Es lícito no “sentirse” español pero no hace falta proclamarlo de modo altisonante, porque entonces parece que uno se siente superior
Yo no me siento sino que me “sé” español. España es el nombre de lo que respalda mi ciudadanía, mis derechos y obligaciones, mi libertad de perfilar las identidades que prefiero. Eso no es poco, porque vivimos en un mundo donde millones de personas se juegan la vida huyendo de guerras, tiranías, persecuciones religiosas, atraso endémico y buscan en nuestras democracias precisamente esos derechos y garantías que la ciudadanía ofrece. De modo que en tal sentido despreciar a “España” es un esnobismo exhibicionista bastante indecoroso. Sobre todo porque este país ha luchado mucho para conseguir esas libertades para todos y vuelve ahora a tener que enfrentarse con enemigos corruptos o disgregadores. Cuando veo una bandera española es como cuando veo una bandera de la cruz roja: señala un sitio en que seré atendido. Mi modelo de patriota es el protagonista de la película Alamo Bay del gran Louis Malle: un vietnamita recién nacionalizado americano que lucha contra las mafias y la xenofobia por defender los derechos de su nueva condición.

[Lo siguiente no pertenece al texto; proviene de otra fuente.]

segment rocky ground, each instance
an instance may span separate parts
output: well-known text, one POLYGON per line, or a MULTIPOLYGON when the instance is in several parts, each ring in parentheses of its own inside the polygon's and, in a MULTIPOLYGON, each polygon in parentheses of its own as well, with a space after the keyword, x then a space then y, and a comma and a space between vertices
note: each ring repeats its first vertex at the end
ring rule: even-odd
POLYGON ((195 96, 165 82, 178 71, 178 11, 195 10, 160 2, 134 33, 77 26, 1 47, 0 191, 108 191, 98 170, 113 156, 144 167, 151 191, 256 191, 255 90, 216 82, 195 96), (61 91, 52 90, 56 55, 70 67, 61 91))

En sus Charlas de café escribe Ramón y Cajal: “Hay un patriotismo infecundo y vano: el orientado hacia el pasado; otro fuerte y activo: el orientado al porvenir. Entre preparar un germen y dorar un esqueleto, ¿quién dudará?”. Decir patria es decir “nosotros”. Contra ello previno Cioran, para quien el que dice “nosotros” casi siempre miente. Pero hay un “nosotros” defendible y asumible, yo diría que hasta necesario: el “nosotros” que no supone “no-a-otros”. Esa es la palabra más difícil de pronunciar.